Same with the Kurt Russell film "The Thing", they had a flamethrower but every time they used it they ceased fire after just a quick squirt instead of keeping it going til the creature was burnt to a crisp


----------



## 1skrewsloose (Jun 3, 2013)

I'm sure this has been posted before, do a search, "Deadly Weapons, firearms and fire power". Just good ol' boys having fun, but they make a point.


----------



## Smitty901 (Nov 16, 2012)

Standard Army rule is 18 inches of sand bag to protect from small arms fire.
Back to the video. Same Video if played on CNN or MSNBC. US Marines open fire on commuter bus taking people to work. 
You stop fire when threat has been stopped. Ammo is not un limited you do not waste it. I can bet leaders were working on control of fire before it went that far. Next question where was the M203?
It is a good quick study of what really happens. Worthless old 5.56


----------



## Lucky Jim (Sep 2, 2012)

Yeah we saw rifles and a 50-cal Hummer but no gren-launchers as far as we could tell, unless they were in action a few seconds before the vid began.
And the marines knew they were being filmed, so perhaps that's why they were camera-shy and didn't want to seem too gung-ho..

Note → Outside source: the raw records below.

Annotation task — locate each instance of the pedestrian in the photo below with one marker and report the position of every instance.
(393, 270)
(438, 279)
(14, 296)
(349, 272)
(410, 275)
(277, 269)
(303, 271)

PS- speaking of cover and concealment, this Syrian rebel sniper thinks he's safe behind the wall, but return fire starts coming through it at 1:05, lucky for him he'd stepped away. Hard to tell exactly what the wall is made of, and what calibre is coming through it-

LiveLeak.com - Sniper almost sniped


----------



## Smitty901 (Nov 16, 2012)

M2 50 would have be held back in that video due to collateral damage . I would have expected to see the m203 used at that close a range.


----------



## Lucky Jim (Sep 2, 2012)

This bullet-riddled Heinkel 111 was crippled by flak over Scotland in 1939, then intercepted and finished off by Spitfires, crashlanding near Edinburgh.
Two of the 4-man crew survived and spent the rest of the war as POW's.
Witnesses say that even after it crashed and came to a standstill, the Spits kept circling and diving at it, raking it with fire. Way to go..










PS- Spits had 8x .303" MG's at the time firing standard solid bullets which is probably why it never caught fire.
A year or so later all Spits were being re-armed with 4x MG's and 2x 20mm cannons because cannon shells explode and start fires. Way to go..


----------